In this paper, the random forest model was used to predict the spatial susceptibility of landslide disasters in the study area according to the characteristics of landslide disasters and geological environment data in Yunnan Province. According to previous research experience [32,33], we used the natural discontinuity method to divide landslide susceptibility in Yunnan Province. The natural discontinuity method is a classification and grading method in GIS software based on the principle of numerical statistics, which can maximize the difference between each category. This method is often used to divide susceptibility into the following five levels: low-susceptibility areas (0–0.162), lower-susceptibility areas (0.162–0.32), medium-susceptibility areas (0.32–0.498), higher-susceptibility areas (0.498–0.691), and high-susceptibility areas (0.691–0.984). The landslide susceptibility grade and landslide susceptibility zone map for Yunnan Province are presented, respectively, in Table 15 and Figure 15. The natural discontinuity point classification method can decrease the number of landslides in low- and lower-susceptibility areas and increase the area. Here, most of the landslides fall into higher- and high-susceptibility areas. The density of disaster points corresponds to the ratio of the number of disaster points in each interval to the area of the interval. The density method can intuitively reflect the difference in the number and area of landslides based on the vulnerability level of the model. Based on statistical data, with an increase in susceptibility within the prone zones divided by the model, the density of landslide hazard points in each grade increases, and the density of landslide hazard points in high-susceptibility areas reaches the maximum. The random forest model is densely distributed in areas with high susceptibility.

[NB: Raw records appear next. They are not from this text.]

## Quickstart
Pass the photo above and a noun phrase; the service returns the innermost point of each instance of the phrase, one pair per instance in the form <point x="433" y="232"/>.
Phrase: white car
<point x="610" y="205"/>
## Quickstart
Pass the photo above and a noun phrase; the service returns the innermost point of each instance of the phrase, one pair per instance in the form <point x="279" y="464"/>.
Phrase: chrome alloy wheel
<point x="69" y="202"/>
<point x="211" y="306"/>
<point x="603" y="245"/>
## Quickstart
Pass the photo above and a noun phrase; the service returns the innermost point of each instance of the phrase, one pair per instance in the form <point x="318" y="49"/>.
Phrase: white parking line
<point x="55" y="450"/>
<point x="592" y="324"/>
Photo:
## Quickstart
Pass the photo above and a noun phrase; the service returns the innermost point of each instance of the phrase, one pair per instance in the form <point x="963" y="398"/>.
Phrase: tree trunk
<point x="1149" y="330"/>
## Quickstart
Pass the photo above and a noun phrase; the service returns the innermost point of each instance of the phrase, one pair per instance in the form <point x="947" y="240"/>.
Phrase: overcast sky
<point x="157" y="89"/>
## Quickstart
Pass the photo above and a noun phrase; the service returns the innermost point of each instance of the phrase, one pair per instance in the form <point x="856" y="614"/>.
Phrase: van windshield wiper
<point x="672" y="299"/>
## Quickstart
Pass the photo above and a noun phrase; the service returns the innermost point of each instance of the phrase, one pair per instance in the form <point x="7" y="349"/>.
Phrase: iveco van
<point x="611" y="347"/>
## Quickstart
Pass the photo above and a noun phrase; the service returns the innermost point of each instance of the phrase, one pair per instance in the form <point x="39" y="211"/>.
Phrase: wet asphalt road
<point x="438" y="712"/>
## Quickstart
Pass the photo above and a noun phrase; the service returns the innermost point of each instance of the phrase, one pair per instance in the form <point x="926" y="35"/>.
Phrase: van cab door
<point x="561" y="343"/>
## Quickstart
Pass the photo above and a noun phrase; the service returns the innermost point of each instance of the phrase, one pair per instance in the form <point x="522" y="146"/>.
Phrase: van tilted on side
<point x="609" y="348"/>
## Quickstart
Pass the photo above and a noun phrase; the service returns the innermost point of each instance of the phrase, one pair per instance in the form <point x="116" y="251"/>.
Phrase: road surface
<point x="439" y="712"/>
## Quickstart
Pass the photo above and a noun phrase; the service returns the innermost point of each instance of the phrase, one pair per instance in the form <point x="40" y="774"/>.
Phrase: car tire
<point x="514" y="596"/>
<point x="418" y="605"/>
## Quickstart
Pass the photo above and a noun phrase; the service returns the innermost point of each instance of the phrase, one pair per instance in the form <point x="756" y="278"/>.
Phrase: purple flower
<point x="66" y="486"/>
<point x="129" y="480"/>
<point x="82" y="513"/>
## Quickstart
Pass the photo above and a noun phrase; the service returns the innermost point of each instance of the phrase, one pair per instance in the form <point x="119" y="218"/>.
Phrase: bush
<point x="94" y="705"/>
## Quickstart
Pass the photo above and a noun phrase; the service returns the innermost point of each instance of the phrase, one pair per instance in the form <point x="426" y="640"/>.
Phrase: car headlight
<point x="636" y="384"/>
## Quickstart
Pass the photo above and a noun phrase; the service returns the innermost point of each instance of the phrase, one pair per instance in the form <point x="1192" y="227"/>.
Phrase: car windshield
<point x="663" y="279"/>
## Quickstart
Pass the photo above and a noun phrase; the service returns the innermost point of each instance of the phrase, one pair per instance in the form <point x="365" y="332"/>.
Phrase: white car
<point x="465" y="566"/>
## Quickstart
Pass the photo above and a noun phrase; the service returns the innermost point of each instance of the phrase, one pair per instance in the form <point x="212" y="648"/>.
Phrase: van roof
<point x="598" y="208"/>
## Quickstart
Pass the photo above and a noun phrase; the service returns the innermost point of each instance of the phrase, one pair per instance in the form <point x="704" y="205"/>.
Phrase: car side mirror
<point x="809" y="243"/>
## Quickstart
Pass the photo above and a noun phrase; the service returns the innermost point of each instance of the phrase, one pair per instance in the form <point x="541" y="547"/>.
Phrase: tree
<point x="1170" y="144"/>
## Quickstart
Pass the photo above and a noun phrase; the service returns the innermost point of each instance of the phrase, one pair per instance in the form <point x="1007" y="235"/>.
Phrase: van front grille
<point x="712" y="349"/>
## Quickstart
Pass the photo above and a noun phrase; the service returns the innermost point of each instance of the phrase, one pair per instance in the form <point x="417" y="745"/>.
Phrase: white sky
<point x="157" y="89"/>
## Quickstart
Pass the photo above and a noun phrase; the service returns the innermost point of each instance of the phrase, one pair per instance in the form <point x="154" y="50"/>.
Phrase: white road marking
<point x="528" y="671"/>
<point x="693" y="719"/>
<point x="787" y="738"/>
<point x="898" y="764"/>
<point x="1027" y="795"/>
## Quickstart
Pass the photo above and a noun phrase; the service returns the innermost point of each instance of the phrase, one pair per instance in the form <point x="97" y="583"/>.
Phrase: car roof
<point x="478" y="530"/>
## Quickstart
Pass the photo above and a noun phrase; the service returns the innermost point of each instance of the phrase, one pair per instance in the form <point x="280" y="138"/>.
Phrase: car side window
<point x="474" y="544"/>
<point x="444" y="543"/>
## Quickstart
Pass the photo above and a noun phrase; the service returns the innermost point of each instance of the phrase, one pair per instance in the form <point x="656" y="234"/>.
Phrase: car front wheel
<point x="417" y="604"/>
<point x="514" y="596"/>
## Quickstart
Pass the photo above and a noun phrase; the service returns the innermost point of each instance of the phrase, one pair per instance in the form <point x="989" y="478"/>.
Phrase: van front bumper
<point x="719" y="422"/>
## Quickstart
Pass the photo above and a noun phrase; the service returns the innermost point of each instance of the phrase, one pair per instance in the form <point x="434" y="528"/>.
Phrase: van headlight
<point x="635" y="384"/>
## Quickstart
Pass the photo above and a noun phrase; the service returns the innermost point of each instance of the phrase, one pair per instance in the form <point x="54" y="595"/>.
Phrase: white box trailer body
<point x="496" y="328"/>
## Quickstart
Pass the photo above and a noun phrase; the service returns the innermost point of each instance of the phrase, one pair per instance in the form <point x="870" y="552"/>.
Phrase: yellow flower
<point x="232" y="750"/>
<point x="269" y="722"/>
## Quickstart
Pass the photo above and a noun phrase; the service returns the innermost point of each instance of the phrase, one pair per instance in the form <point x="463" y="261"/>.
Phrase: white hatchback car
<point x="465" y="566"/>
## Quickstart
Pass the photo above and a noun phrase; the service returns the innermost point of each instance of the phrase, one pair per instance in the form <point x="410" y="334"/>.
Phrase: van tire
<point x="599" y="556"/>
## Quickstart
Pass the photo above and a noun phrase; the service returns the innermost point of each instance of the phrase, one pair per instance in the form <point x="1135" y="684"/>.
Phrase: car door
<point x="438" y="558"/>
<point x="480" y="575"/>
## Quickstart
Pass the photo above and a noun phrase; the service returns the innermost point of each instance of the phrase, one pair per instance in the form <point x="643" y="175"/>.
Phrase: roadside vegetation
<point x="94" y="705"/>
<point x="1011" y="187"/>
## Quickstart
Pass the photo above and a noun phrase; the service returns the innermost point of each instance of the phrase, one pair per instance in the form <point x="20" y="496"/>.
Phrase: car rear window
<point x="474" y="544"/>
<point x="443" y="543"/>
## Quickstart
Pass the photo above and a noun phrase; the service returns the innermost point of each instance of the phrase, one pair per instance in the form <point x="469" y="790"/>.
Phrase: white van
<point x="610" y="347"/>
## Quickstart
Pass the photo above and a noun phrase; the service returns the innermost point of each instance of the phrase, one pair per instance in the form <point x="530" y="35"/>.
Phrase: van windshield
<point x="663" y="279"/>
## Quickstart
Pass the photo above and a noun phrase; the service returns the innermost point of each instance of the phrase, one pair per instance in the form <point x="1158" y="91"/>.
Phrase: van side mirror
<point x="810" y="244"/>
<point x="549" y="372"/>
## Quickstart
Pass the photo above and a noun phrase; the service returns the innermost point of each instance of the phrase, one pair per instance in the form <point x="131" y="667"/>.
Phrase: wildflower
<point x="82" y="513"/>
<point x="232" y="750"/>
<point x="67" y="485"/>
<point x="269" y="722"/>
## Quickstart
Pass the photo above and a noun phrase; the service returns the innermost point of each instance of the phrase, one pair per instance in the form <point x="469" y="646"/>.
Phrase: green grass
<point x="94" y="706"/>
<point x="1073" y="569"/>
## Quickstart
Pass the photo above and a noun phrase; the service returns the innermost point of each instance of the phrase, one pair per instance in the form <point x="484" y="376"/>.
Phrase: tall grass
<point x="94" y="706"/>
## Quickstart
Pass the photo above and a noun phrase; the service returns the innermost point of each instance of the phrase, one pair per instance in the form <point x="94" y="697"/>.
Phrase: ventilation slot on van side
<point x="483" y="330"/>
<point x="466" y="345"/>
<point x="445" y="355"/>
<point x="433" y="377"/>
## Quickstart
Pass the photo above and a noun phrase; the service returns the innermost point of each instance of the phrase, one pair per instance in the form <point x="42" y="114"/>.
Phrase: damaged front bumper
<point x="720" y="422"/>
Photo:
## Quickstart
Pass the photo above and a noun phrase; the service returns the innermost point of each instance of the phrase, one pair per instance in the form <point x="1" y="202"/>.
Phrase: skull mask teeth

Ultimately, the model results are more consistent with the actual distribution characteristics of disaster points and offer higher accuracy.
It can be seen from the zoning map that the high- and higher-susceptibility areas of landslide disasters are mainly distributed in linear clusters on both sides of the valley and near mountainous areas, on both sides of rivers and both sides of roads, and in other areas with large slope differences. The terrain in the high- and higher-susceptibility areas is complex, with complex geomorphological conditions and longitudinal and horizontal ravines. Additionally, the erosion capacity of the rivers is strong, and the vegetation coverage is low, resulting in serious soil erosion. Steep river valleys also provide an effective surface for landslide development. The moderate- and lower-susceptibility areas of landslides are mainly distributed in areas of thick vegetation cover and valley-to-valley junctions with a gentle regional transition. The low-susceptibility areas for landslides are mainly located in the middle region of Yunnan Province, which belongs to the alpine plain. Here, the slope is small, and the overall distribution is blocks. Additionally, the area is large, which is not suitable for the development and occurrence of landslides and conforms to the characteristics of landslide development.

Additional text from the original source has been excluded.